Au surplus, les attestations produites en pièces 4 et 6 ne remplissent pas les conditions légales, comme ne comportant pas notamment de justificatif d’identité des personnes les ayant établies.
Ni l’intervention de la SARL PR CONSULTING ni la tromperie invoquée par le demandeur ne sont démontrées, de sorte qu’il sera débouté de l’ensemble de ses demandes, y compris de celle au titre de l’article 700 du code de procédure civile.
Sur les demandes accessoires :
Il serait inéquitable de laisser à la charge de la SARL PR CONSULTING ses frais irrépétibles non compris dans les dépens.
Monsieur [F] sera condamné à lui payer la somme de 3.000 € au titre de l’article 700 du Code de procédure civile.

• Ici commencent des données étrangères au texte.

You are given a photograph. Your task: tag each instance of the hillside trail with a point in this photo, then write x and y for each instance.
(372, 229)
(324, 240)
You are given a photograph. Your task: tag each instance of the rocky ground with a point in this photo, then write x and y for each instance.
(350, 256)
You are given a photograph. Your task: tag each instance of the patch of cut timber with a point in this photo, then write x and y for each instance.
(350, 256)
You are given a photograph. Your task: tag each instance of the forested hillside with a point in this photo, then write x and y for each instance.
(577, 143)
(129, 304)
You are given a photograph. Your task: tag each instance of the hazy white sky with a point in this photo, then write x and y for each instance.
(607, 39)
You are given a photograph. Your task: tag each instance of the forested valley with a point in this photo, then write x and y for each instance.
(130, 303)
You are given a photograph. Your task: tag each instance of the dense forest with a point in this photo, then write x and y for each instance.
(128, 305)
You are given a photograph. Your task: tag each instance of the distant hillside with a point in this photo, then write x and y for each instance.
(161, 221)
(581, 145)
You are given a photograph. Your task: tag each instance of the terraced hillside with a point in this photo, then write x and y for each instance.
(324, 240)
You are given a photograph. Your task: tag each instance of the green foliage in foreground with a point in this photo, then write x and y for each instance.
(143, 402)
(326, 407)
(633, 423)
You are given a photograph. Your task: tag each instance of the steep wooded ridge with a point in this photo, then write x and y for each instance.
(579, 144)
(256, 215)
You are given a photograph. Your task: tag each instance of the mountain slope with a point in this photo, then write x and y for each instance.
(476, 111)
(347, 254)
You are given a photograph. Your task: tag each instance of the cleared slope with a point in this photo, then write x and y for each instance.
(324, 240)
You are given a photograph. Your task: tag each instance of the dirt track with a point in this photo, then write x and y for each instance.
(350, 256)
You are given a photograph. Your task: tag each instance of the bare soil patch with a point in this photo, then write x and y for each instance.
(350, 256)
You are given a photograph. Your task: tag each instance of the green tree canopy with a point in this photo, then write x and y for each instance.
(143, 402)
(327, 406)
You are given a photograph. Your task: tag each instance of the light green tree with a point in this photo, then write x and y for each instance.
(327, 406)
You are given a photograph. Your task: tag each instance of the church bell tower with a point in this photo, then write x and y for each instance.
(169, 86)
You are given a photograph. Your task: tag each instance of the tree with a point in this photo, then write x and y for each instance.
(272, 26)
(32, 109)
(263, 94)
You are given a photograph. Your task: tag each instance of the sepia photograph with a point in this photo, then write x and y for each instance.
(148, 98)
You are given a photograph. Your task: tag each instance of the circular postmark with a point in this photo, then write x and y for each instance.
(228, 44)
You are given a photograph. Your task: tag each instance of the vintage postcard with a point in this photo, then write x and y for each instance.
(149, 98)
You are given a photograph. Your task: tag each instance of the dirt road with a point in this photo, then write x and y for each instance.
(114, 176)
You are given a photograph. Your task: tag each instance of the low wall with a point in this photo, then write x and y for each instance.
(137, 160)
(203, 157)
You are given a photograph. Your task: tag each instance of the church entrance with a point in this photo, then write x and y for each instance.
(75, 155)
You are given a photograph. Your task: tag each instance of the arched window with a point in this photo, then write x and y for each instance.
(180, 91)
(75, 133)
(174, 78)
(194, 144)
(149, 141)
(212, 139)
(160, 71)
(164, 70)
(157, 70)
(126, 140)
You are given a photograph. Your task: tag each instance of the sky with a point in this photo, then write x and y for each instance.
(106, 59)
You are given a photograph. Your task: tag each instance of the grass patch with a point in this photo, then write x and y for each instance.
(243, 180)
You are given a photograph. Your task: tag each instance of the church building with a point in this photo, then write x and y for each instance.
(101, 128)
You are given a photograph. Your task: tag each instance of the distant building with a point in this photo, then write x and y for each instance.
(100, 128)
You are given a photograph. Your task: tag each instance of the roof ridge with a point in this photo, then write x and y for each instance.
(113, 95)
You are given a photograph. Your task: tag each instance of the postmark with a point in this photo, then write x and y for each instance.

Partie succombant à l’instance, monsieur [F] sera condamné aux entiers dépens, qui seront distraits au profit de Maître Marie-France CESARI.
PAR CES MOTIFS :
Le tribunal, statuant publiquement par jugement contradictoire en premier ressort, par mise à disposition au greffe,
DEBOUTE monsieur [E] [F] de l’ensemble de ses demandes,
CONDAMNE monsieur [E] [F] à payer à la SARL PR CONSULTING la somme de 3.000 € (trois mille euros) au titre de l’article 700 du Code de procédure civile,
CONDAMNE monsieur [E] [F] aux entiers dépens, qui seront distraits au profit de Maître Marie-France CESARI.